3 Case: 18-11891 Date Filed: 07/03/2019 Page: 4 of 11

the court to “take action to protect [him] from allergic reactions [and] skin cancer by

ordering Benadryl [] as needed and sun protection . . . .” A magistrate judge

prepared a report and recommendation (“R&R”), recommending the complaint be

dismissed under § 1915(g) because Owens was a three-striker, was barred from

proceeding in forma pauperis, and could not show he was in “imminent danger of

serious physical injury.” The magistrate judge said that Owens relied on the same

imminent danger allegations that had been denied in prior cases, and that Owens

failed to show imminent danger since he admitted he’d received Benadryl for his

allergic reactions and the attachments showed MCI had granted his straw hat request.

Owens objected to the magistrate judge’s recommendation, and filed a motion

for appointment of counsel and an emergency motion for relief.
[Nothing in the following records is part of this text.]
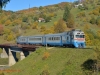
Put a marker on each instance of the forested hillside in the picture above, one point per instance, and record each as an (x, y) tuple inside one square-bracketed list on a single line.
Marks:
[(84, 15), (50, 19)]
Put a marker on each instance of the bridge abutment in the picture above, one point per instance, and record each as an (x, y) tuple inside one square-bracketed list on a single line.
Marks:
[(4, 53), (12, 57)]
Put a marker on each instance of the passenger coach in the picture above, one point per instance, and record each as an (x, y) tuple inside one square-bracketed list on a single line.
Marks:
[(74, 38)]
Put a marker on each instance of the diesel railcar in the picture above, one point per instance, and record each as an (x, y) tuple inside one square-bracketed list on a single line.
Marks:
[(74, 38)]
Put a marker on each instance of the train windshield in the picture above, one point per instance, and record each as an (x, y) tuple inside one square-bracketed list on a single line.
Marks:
[(79, 36)]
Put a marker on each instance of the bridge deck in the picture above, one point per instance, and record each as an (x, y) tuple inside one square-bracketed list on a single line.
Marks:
[(20, 47)]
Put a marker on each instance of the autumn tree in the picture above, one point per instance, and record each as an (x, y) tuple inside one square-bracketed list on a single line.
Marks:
[(42, 28), (60, 26), (68, 18)]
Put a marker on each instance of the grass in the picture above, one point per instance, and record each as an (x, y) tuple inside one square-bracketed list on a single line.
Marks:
[(61, 60)]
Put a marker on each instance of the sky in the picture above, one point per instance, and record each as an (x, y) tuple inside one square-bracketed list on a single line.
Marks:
[(16, 5)]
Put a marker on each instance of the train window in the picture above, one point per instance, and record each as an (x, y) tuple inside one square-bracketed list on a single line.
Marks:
[(81, 36)]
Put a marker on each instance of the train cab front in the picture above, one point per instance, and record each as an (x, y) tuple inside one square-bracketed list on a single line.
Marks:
[(79, 40)]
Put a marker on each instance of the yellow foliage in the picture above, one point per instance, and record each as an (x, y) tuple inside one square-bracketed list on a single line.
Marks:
[(88, 41), (10, 37), (8, 22), (86, 27), (60, 26)]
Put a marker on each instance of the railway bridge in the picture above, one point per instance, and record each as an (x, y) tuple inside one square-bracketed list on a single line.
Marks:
[(9, 50)]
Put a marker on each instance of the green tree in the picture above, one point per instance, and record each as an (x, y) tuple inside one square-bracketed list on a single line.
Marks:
[(70, 22), (98, 21)]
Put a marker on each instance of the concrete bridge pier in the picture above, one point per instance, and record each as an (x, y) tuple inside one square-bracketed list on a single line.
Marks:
[(22, 56), (12, 57), (4, 53)]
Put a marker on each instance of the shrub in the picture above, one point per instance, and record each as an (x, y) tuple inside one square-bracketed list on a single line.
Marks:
[(93, 20), (45, 72)]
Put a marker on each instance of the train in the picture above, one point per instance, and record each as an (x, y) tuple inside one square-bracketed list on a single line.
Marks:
[(74, 38)]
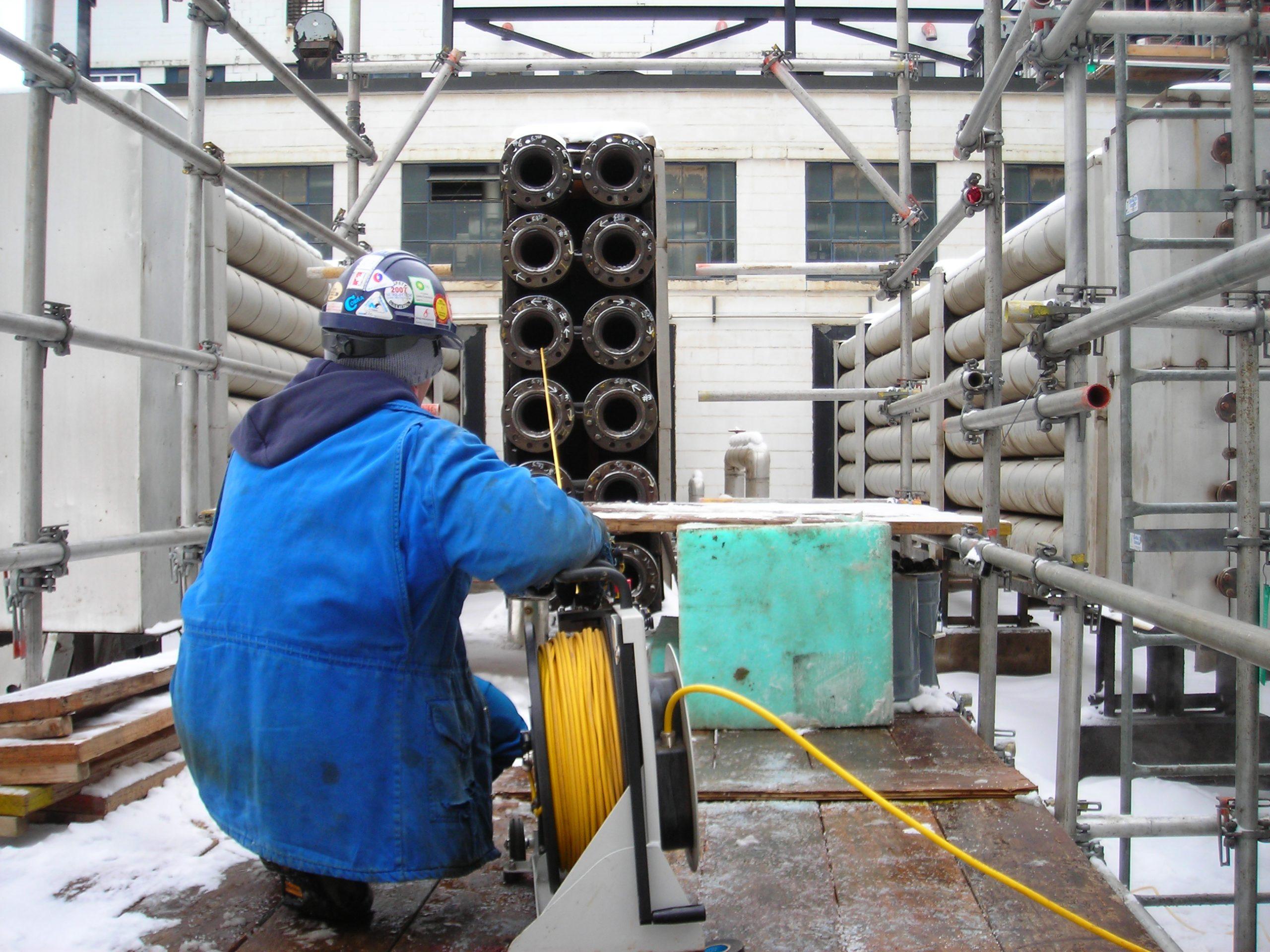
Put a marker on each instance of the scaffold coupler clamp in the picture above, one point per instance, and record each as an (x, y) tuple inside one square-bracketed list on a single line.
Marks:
[(21, 584)]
Among other things,

he said that MCI had plotted an inmate assault against him in retaliation for his

grievances, and upon his return from the hospital for his injuries, MCI still withheld

his medications and medical devices and served him non-compliant meals. Over

Owens’s objections, the district court entered an order adopting the R&R, dismissing

Owens’s complaint without prejudice, and denying as moot all pending motions.
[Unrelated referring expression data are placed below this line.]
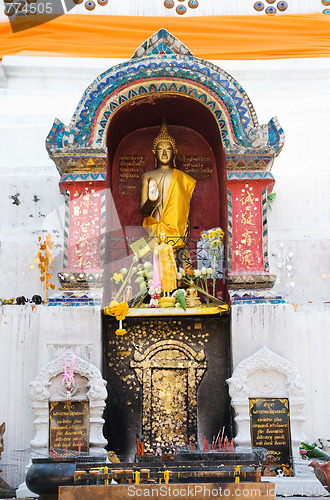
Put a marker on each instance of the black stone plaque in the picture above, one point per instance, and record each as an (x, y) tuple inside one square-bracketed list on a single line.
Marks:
[(69, 425), (270, 428)]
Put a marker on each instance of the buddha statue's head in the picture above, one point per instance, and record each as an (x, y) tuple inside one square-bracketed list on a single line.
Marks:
[(164, 148), (162, 237)]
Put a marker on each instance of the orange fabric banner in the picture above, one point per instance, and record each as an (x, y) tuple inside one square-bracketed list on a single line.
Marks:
[(216, 37)]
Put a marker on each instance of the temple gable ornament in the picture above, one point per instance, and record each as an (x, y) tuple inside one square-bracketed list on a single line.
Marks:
[(163, 70)]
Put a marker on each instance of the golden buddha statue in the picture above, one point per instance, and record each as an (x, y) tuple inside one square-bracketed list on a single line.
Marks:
[(166, 191), (192, 299)]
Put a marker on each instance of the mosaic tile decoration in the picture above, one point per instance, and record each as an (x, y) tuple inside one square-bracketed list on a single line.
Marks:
[(161, 57)]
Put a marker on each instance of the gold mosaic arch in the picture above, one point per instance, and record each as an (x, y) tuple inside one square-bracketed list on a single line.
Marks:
[(121, 98), (169, 373)]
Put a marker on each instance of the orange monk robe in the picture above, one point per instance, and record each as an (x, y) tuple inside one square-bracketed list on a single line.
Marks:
[(175, 211)]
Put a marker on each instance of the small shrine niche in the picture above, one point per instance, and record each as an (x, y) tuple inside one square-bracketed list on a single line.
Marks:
[(268, 385)]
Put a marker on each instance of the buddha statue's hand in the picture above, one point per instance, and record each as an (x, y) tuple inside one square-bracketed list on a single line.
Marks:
[(153, 191)]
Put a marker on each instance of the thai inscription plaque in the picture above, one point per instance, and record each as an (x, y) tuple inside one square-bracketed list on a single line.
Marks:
[(69, 425), (270, 428), (131, 167)]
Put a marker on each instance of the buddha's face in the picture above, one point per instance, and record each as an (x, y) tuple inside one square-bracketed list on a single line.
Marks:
[(162, 237), (164, 153)]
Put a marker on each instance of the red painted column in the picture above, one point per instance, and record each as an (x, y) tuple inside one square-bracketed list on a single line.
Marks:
[(247, 224)]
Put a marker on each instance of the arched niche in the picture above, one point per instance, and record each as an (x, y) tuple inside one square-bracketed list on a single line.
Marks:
[(130, 136), (132, 131)]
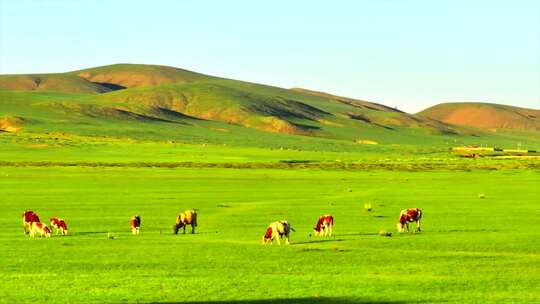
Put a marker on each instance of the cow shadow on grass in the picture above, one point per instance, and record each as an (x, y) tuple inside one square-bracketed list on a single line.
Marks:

At that point, Owens was transferred to Tomoka Correctional Institution

(“TCI”). He later filed two motions to alter judgment, reasserting his imminent

danger claims against MCI, and alleging that he had been transferred multiple times,

during which he was given non-compliant meals, suffered severe allergic reactions,

4 Case: 18-11891 Date Filed: 07/03/2019 Page: 5 of 11

was denied Benadryl, and was punished when he attempted to seek medical

treatment or file grievances. Owens asserted that, at TCI, he had suffered serious

allergic reactions and had been given Benadryl shots and medication, but that he

would be in imminent danger when his temporary Benadryl prescription lapsed. He

added that TCI food services told him that he was going to be “kicked off [his] diet”
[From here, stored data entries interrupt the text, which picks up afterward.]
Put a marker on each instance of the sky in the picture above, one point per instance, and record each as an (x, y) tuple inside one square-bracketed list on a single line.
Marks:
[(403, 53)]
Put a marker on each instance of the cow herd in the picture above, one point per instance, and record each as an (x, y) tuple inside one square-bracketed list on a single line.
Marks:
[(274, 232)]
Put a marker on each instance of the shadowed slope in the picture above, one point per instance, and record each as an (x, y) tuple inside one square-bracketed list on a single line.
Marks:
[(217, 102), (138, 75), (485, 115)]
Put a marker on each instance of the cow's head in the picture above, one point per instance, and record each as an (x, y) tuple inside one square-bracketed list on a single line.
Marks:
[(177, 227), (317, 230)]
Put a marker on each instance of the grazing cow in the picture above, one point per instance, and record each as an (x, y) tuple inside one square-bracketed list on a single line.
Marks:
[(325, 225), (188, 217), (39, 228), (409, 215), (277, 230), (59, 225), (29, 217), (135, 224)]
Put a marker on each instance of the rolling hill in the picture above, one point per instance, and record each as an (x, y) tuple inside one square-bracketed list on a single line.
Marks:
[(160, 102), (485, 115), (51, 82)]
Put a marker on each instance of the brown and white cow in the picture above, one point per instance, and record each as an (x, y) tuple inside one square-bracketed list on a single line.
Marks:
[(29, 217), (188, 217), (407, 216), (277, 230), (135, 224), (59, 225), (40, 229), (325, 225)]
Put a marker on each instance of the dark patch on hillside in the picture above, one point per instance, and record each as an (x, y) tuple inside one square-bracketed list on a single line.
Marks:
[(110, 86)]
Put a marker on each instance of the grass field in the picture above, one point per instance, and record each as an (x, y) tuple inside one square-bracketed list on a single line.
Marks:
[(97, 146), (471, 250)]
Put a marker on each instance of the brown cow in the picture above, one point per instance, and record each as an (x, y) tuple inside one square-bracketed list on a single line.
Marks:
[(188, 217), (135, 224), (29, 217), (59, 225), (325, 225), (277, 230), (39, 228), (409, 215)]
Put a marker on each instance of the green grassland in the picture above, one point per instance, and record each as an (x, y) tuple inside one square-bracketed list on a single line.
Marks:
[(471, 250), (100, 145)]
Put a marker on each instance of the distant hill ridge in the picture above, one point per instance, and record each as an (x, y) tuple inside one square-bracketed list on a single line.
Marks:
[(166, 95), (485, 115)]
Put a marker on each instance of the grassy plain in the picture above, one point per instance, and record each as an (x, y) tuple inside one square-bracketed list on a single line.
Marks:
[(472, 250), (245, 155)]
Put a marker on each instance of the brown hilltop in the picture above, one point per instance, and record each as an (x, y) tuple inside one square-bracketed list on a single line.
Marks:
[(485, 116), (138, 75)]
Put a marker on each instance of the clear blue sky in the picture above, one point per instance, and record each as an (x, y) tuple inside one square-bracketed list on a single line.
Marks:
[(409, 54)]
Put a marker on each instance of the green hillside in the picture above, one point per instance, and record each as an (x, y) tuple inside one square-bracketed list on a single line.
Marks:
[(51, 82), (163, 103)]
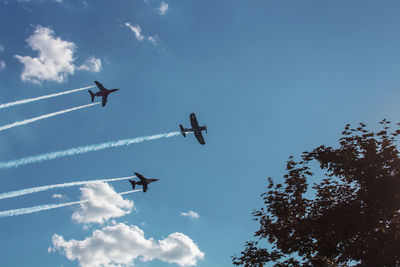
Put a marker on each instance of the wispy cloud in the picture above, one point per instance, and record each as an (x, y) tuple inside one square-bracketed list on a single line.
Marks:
[(121, 244), (163, 8), (91, 64), (190, 214), (37, 189), (2, 62), (22, 211), (34, 99), (55, 60), (137, 30), (83, 149), (49, 115)]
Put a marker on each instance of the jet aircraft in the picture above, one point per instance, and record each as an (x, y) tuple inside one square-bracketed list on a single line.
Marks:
[(196, 129), (144, 182), (103, 93)]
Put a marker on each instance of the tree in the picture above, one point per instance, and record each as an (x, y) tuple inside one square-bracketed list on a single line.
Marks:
[(351, 217)]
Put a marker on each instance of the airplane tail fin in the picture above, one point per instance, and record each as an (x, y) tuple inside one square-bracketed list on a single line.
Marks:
[(133, 183), (182, 130), (91, 94)]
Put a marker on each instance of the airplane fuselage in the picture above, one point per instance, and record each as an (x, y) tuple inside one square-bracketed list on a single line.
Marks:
[(101, 93)]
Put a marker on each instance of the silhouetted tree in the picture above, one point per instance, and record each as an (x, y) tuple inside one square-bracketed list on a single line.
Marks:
[(351, 217)]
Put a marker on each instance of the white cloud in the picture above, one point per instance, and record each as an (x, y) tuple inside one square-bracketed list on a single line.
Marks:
[(163, 8), (191, 214), (136, 30), (55, 60), (91, 64), (121, 244), (153, 39), (107, 204)]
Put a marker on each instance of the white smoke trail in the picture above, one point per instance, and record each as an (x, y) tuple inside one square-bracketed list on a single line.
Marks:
[(15, 212), (82, 150), (25, 101), (54, 186), (27, 121)]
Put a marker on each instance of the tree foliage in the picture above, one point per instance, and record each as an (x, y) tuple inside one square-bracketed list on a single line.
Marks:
[(353, 216)]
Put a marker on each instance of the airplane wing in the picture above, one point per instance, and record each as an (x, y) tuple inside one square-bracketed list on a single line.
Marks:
[(101, 87), (103, 100), (141, 177), (193, 121), (199, 137)]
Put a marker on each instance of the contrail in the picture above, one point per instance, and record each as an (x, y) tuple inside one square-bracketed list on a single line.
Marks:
[(82, 150), (27, 121), (15, 212), (54, 186), (25, 101)]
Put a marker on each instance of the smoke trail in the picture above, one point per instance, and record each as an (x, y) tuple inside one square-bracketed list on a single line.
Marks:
[(82, 150), (25, 101), (48, 187), (27, 121), (15, 212)]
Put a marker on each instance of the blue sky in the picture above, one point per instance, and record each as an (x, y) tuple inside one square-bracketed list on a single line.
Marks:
[(269, 78)]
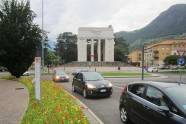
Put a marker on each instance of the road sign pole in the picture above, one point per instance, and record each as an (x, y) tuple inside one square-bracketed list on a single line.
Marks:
[(181, 61), (142, 76), (37, 77)]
because he refused to eat meals to which he was allergic, and that it was “just a

matter of time” until he suffered more reprisals. The district court summarily denied

the motions, and this timely appeal follows.

II.

We review de novo a sua sponte dismissal under § 1915(g). Miller v. Donald,

541 F.3d 1091, 1100 (11th Cir. 2008). However, we may affirm the district court’s

judgment on any ground supported by the record, regardless of whether the court

relied upon or even considered that ground. Kernel Records Oy v. Mosley, 694

F.3d 1294, 1309 (11th Cir. 2012). Indeed, “[i]t is incumbent upon this [C]ourt to

consider issues of mootness sua sponte and, absent an applicable exception to the

mootness doctrine, to dismiss any appeal that no longer presents a viable case or

controversy.” Pac. Ins. Co. v. Gen. Dev.